LO MAS OLVIDADO DE MI CORAZON
DIARIO INACABADO



…”Se me está agriando el corazón, carajo”, pensé. No sé cuándo empecé a pensar en actos suicidas. Soñaba con la muerte como única escapatoria a mi dolor, me castigaba impunemente, mortificándome, me pegaba con palos en las manos para sentir dolor, sentirme vivo y romper el llanto que pugnaba por salir de mi garganta.
Momentos antes, había aguantado impertérrito con los dientes clavados en los labios para no llorar o gritar la golpiza que mi madre me daba por no sé que motivos tan importantes. Con lo que tuviera a mano, lo mismo le daba una alpargata que el cabo de la escoba, un tenedor que el palo de mover la ropa que hervía en el baño de cinc detrás de la casa.
A veces corría a casa de mi abuela y me escondía en sus faldas, pero eso no hacía sino retrasar la paliza. Todos los llantos del mundo me venían a los ojos después, me preguntaba por qué, por qué, y no conseguía ninguna respuesta, sólo silencio y abandono.
No recuerdo cuando alguien me besó con cariño y dulzura; de mi familia solo recuerdo gritos y desesperación, golpizas y abandono. Qué poco hubiera bastado para hacerme feliz. La sensación de soledad y abandono me acompañaría hasta el final de mis días.

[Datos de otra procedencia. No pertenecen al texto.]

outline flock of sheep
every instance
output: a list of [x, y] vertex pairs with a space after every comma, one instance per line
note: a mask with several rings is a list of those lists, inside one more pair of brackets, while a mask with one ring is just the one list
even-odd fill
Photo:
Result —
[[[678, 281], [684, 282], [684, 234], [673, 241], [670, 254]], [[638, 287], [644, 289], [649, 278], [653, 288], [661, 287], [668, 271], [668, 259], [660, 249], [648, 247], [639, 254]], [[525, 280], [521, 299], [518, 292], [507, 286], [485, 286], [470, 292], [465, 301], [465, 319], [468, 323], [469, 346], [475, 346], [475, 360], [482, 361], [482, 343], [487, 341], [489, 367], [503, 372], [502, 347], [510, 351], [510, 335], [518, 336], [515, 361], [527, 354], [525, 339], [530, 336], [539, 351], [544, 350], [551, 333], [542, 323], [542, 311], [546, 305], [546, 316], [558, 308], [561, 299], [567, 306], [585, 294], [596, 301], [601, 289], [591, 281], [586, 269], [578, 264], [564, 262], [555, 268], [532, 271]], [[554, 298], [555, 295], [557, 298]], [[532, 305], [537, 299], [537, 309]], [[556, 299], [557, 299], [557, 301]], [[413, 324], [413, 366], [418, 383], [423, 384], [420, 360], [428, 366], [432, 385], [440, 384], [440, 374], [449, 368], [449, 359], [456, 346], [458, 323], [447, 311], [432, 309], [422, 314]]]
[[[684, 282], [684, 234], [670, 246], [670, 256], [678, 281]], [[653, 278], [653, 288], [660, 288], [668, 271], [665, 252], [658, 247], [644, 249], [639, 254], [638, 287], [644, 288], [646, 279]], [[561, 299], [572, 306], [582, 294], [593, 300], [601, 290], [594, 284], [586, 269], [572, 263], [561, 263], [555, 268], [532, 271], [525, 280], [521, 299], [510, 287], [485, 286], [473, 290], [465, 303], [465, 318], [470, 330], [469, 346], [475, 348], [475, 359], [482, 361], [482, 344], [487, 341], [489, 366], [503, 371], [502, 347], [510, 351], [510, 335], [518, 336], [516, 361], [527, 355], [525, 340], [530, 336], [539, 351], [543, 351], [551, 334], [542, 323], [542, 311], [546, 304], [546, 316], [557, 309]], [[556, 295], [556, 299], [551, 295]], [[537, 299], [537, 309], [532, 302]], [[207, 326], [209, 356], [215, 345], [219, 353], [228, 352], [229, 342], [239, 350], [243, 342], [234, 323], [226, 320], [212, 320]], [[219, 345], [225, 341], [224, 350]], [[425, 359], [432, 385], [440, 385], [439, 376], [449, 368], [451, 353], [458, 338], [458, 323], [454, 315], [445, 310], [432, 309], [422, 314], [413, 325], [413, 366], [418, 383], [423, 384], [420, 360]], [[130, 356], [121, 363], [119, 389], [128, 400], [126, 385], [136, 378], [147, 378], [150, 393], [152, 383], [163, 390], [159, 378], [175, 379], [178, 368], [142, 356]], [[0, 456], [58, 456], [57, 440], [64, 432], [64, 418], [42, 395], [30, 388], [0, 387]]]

De mi padre unicamente recuerdo que siempre estaba de viaje, trabajando en Alemania o Francia. Durante mi infancia, se convirtió en un forastero que durante grandes temporadas aparecía por casa cargado de regalos, que eran la envidia de mis primos.
Muchas noches me iba a la cama sin comer, como castigo porque no me gustara la cena o porque me sentía triste .Durante el resto del día me resarcía´, y a hurtadillas, me comía un trozo de pan con chocolate “Zahor”, o cogía por mi cuenta la lata de leche condensada y chupaba de ella hasta sentirme feliz y satisfecho.
A veces me obligaban a bañarme desnudo en un gran baño de cinc delante de mis primos, que se mofaban de mi cuerpo, mientras mi madre me restregaba con jabón verde “lagarto” y un estropajo de esparto.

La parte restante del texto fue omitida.